The statement, released on 23 December 2025 under the Community-Based Natural Resource Management (CBNRM) framework, follows a legal case in which the Elephant Protection Society (EPS) launched court action against the Department of Wildlife and National Parks (DWNP) over the draft 2026 elephant quota.
Representing communities from Ngamiland, the Okavango Delta, Chobe, Nata and other wildlife-rich regions, the trusts say sustainable utilisation is not an abstract policy debate but a practical necessity for people who carry the costs of conservation.
“Our communities are not observers of conservation,” the statement reads. “We are the frontline custodians and the people most directly affected by both the benefits and the burdens of wildlife.”
Conservation’s Hidden Costs
For decades, rural households have absorbed the social and economic impacts of wildlife—crop destruction, livestock predation, damaged property, threats to human safety, and restrictions on land use. According to the trusts, these impacts are persistent and financially devastating, yet rarely reflected in public debate.
The communities argue that regulated, evidence-based sustainable utilisation has helped convert wildlife presence into tangible benefits such as employment, scholarships, community infrastructure and social welfare support, while also reducing retaliatory killings by improving tolerance toward wildlife.
Criticism of Unmandated Advocacy
The trusts also express serious concern about organisations and individuals who publicly claim to represent “community voices” without consulting recognised community trusts or governance structures.
They warn that issuing statements, campaigns or legal actions without lawful community mandates amounts to misrepresentation and risks spreading misleading or false narratives about community positions on conservation.
Court Action Raises Concern
Addressing the ongoing dispute directly, the trusts say the Elephant Protection Society’s decision to take the matter to court against DWNP should have been handled differently.
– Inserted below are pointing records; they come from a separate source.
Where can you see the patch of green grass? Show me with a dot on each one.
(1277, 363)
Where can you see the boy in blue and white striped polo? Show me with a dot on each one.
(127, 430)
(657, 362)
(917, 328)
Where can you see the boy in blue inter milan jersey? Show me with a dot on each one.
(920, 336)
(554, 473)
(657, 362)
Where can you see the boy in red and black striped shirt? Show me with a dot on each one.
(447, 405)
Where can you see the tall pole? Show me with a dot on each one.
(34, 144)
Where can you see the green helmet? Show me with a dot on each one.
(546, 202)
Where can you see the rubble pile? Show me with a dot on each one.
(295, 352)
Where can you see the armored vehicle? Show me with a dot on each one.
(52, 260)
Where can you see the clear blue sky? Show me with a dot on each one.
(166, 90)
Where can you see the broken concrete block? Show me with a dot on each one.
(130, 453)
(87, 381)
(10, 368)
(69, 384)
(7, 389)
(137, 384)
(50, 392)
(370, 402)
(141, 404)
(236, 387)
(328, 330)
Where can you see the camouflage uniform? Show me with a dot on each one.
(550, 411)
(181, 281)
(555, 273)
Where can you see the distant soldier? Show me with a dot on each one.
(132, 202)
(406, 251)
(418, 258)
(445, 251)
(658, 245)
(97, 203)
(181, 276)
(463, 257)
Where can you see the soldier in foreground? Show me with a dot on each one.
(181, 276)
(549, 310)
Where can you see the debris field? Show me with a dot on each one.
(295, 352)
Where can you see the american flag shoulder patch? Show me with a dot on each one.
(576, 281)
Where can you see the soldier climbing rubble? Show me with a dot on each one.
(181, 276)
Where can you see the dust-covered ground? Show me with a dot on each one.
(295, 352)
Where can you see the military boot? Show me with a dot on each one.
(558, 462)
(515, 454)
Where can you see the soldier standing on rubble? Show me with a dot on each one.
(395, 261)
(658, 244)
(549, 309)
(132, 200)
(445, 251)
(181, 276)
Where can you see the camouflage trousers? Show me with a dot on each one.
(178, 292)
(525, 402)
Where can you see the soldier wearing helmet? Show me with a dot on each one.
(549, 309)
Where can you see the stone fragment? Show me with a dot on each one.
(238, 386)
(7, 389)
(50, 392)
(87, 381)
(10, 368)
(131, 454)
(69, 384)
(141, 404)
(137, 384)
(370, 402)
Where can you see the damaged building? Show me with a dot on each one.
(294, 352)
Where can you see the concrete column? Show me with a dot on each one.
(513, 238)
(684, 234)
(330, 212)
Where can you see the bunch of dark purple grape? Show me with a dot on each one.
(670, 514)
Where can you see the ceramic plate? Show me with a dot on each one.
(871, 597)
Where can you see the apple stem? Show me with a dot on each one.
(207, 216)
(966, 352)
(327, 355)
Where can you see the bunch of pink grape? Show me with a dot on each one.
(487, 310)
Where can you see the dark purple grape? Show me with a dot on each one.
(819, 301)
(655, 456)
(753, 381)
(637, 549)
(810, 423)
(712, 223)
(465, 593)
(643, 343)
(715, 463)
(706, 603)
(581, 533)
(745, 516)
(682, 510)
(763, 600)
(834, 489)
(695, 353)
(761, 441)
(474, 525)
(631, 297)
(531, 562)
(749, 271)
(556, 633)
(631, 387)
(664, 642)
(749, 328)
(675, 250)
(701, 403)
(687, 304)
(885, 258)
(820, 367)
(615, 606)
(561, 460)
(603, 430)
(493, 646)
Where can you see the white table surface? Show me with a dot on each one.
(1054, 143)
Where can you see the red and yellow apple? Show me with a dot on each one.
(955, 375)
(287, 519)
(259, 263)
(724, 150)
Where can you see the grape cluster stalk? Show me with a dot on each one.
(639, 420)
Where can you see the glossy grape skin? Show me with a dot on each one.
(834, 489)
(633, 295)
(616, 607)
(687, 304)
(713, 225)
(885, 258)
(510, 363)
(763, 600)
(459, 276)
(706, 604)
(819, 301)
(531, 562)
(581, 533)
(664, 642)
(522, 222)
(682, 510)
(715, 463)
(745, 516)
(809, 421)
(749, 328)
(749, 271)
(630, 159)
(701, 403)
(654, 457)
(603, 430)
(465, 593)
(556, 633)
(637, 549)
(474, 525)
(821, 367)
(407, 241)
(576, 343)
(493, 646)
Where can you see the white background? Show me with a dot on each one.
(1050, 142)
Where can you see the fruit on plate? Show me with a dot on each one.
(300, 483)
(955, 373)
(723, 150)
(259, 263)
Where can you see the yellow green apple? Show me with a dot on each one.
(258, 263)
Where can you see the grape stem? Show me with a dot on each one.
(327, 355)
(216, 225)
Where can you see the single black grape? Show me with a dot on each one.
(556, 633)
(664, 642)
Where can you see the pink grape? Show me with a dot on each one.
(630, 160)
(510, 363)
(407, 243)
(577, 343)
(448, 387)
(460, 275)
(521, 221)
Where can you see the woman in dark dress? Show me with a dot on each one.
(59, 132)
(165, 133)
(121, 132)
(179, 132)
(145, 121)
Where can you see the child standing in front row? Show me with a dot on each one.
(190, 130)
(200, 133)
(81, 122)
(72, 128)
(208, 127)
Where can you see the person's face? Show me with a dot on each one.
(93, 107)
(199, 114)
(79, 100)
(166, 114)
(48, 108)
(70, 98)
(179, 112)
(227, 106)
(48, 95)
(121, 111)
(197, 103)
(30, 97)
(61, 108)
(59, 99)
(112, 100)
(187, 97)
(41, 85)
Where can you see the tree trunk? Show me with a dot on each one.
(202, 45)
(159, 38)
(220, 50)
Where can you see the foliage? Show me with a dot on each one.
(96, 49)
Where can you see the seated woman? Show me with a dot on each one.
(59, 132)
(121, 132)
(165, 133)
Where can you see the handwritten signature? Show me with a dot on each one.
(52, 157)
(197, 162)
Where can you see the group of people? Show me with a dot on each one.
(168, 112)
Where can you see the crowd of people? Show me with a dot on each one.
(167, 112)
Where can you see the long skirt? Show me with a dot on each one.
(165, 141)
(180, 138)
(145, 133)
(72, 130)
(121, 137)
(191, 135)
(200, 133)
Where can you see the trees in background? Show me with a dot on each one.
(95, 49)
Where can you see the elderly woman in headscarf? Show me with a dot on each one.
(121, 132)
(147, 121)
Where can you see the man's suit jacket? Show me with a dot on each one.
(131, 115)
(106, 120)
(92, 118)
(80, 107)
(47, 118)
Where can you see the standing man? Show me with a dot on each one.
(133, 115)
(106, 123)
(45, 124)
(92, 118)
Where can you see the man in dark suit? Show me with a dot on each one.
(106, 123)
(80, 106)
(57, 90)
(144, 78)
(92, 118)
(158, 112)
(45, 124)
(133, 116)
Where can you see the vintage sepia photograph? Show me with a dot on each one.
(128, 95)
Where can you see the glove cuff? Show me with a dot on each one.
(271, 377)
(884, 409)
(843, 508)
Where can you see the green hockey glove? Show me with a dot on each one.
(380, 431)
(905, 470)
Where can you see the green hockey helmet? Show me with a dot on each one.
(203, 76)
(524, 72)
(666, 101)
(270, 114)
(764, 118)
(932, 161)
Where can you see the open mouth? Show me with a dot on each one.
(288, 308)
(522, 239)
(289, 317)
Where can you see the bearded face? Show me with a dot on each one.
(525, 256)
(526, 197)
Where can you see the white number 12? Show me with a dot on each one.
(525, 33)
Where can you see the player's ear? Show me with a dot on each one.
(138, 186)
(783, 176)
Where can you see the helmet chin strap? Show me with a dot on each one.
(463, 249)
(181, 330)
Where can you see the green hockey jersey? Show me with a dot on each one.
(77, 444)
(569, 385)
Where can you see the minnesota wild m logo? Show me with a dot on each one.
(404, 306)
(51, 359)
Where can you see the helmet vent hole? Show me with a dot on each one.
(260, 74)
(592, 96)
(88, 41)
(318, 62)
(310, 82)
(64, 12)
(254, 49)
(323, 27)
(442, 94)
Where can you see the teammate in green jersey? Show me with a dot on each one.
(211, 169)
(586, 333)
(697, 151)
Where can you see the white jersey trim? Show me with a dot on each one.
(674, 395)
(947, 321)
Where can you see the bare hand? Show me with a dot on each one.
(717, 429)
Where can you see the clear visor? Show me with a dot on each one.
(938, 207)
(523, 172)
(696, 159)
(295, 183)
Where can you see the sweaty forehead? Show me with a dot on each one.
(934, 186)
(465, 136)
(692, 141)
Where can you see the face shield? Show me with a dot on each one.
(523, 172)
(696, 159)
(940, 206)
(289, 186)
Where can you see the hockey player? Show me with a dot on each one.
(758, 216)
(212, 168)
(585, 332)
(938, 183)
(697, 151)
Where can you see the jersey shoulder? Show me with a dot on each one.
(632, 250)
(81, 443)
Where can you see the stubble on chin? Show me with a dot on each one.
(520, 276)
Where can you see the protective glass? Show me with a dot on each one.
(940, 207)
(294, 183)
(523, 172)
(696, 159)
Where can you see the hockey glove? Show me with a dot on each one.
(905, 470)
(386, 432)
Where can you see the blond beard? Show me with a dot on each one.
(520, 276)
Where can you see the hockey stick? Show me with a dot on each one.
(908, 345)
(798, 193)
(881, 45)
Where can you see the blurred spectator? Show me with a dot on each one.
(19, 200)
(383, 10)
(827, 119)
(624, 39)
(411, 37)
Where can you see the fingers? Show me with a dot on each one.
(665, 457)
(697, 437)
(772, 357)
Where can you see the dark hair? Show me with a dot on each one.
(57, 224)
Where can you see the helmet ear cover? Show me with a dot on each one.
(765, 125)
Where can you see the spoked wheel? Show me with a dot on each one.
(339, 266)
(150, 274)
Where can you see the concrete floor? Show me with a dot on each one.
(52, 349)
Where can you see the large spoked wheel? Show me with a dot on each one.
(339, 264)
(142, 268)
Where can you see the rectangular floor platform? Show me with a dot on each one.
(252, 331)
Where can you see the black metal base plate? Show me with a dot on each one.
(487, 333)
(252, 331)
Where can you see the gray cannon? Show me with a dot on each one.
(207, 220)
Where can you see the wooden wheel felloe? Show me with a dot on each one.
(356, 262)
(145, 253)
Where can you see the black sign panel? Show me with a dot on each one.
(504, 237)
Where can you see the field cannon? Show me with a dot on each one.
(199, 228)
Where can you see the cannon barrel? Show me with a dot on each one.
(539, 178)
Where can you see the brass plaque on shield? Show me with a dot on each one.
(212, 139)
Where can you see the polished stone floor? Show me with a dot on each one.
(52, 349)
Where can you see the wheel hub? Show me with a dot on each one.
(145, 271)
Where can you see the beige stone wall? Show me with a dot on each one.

Working alongside NCONGO, they argue that the issue would have been better addressed through dialogue and partnership with government rather than litigation.
“Collaboration and consultation remain central to effective conservation,” the statement notes, adding that legal confrontation risks sidelining the very communities that live with wildlife.
Call to Government
Despite the controversy, the communities reaffirm their commitment to conservation, coexistence and sustainable development. They maintain that sustainable utilisation is a key pillar of Botswana’s long-term conservation success.
In a direct appeal, the trusts call on government to release the 2026 wildlife quota, committing to use it responsibly and in full compliance with national legislation and CITES regulations.
Signed by 26 community trusts countrywide, the statement underscores a growing insistence from rural Botswana that conservation decisions must be shaped not only by courtrooms and advocacy campaigns, but by the lived realities of those who share land with wildlife.